Lalu apakah karena kondisi keuangan negara yang menipis akibat pandemi sehingga pemerintah menyasar pajak sembako dan pendidikan, menurut Kamrussamad justru karena menyadari terjadinya kontraksi, penurunan pertumbuhan ekonomi akibat covid-19, DPR memberikan keleluasaan pada pemerintah dengan menyetujui berbagai kebijakan termasuk Perppu No. 2.tahun 2020. “Dukungan DPR justru agar pemerintah mencari solusi dalam kondisi darurat covid-19 ini,” tambahnya.
Bahwa persetujuan dan dukungan pemerintah itu bagian dari good will DPR kepada pemerintah untuk pemullihan ekonomi dan kesehatan. “Bahkan untuk APBN tak lagi ada ambang batas atas maupun bawah. Bank Indonesia (BI) pun bisa membeli langsung ke pasar primer. Dalam kondisi extra ordenary ini semua kita dukung untuk pemulihan ekonomi dan kesehatan,” kata Kamrusaamad lagi.
Dia mengakui kalau Komisi XI DPR sampai haru ini belum meneima draft PPN Sembako dan Pendidikan tersebut. “Seharusmya sistem KUP direvisi karena UU itu dibuat masih konvensional, sedangkan sekarang sudah era digital,” jelas Kamrussamad.
Enny Sri Hartati mengatakan kalau Revisi UU KUP itu sudah masuk prolegnas 2021. Sehingga pemerintah sudah pasti menyiapkan draft-nya. Dalam draft itu sudah menyebutkan usulan revisi secara teknik dan teknikal terkait presentase tarif dan obyek pajak itu sendiri. Anehnya dalam revisi itu muncul PPN Sembako dan pendidikan di tengah masyarakat sulit ekonomi akibat pandemi covid19 ini.
Sembako dan pendidikan ini menyangkut hajat hidup rakyat banyak pasti akan menguras emosi publik. Berbagai macam perspektif, kecurigaan, dugaan, karena beras dan pendidikan itu pasti memiliki respon yang luar biasa. “Dan, DPR relatif tutup mata, yang penting ekonomi selamat. Pertanyaannya; apa pemerintah tak bisa kreatif lagi untuk mencari penerimaan negara? Padahal potensi dari pajak sumber daya alam (SDA) kelautan, perikanan, perkebunan, kehutanan, pertambangan dan orang-orang kaya yang masuk majalah Forbes itu belum digali secara optimal dan itu sangat besar. Tapi, beban pajaknya malah dapat pengecualian. Kenapa pemerintah tidak berani, Enny mengatakan karena yang dihadapi adalah oligarki kekuasaan,” jelas Enny lagi.
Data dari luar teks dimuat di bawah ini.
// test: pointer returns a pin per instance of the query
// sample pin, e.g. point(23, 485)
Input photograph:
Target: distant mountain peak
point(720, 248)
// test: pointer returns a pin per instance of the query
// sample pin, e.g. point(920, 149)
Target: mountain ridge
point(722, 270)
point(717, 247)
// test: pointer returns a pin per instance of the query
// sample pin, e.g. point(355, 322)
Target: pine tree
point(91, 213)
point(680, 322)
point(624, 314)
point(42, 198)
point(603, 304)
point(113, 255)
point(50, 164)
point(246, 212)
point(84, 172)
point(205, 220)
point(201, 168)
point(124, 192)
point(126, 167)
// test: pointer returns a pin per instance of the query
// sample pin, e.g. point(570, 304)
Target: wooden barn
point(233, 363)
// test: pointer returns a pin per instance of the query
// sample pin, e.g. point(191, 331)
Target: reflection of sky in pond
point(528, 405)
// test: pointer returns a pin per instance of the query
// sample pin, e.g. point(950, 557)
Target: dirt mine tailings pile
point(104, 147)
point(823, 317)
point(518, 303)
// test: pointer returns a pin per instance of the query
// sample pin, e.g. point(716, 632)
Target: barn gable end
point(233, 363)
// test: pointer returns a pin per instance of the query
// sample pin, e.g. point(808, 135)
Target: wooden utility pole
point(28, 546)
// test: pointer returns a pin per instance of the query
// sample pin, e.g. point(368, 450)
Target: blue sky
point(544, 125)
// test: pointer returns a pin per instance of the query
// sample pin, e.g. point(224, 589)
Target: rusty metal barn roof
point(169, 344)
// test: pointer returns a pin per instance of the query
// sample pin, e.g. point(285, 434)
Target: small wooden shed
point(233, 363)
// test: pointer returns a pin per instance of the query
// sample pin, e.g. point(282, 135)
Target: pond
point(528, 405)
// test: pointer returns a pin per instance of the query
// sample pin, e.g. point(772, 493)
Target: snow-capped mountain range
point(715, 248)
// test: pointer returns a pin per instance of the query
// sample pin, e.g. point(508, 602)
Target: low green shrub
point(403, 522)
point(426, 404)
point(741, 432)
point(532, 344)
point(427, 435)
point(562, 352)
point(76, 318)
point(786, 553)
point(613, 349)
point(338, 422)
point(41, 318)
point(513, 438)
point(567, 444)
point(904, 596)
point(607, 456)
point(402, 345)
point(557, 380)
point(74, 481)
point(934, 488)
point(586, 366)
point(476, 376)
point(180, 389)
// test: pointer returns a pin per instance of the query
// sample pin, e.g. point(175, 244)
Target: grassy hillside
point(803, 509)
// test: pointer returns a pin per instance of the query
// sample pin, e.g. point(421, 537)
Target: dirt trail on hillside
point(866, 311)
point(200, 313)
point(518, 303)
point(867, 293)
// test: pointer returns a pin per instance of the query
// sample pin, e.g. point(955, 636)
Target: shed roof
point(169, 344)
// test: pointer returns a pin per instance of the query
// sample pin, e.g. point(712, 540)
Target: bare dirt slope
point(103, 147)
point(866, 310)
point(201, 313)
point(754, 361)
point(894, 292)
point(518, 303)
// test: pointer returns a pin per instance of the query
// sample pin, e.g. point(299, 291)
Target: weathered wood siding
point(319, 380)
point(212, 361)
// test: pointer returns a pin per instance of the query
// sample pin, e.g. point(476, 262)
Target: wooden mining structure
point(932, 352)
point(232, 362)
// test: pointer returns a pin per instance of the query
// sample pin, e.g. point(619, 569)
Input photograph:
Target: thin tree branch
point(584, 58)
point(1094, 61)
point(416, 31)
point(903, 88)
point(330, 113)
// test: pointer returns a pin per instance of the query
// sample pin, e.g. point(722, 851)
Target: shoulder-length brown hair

Kalau ditanya bagaimana kondisi keuangan negara sehingga harus menyasar pajak sembako dan pendidikan, menurut Enny, pada tahun 2021 ini negara tambah Rp1200 triliun ditambah.kesehatan fiskal bermasalah. “Jadi, sistem perpajakan itu harus ditata kembali agar berkeadilan untuk rakyat,” pungkasnya.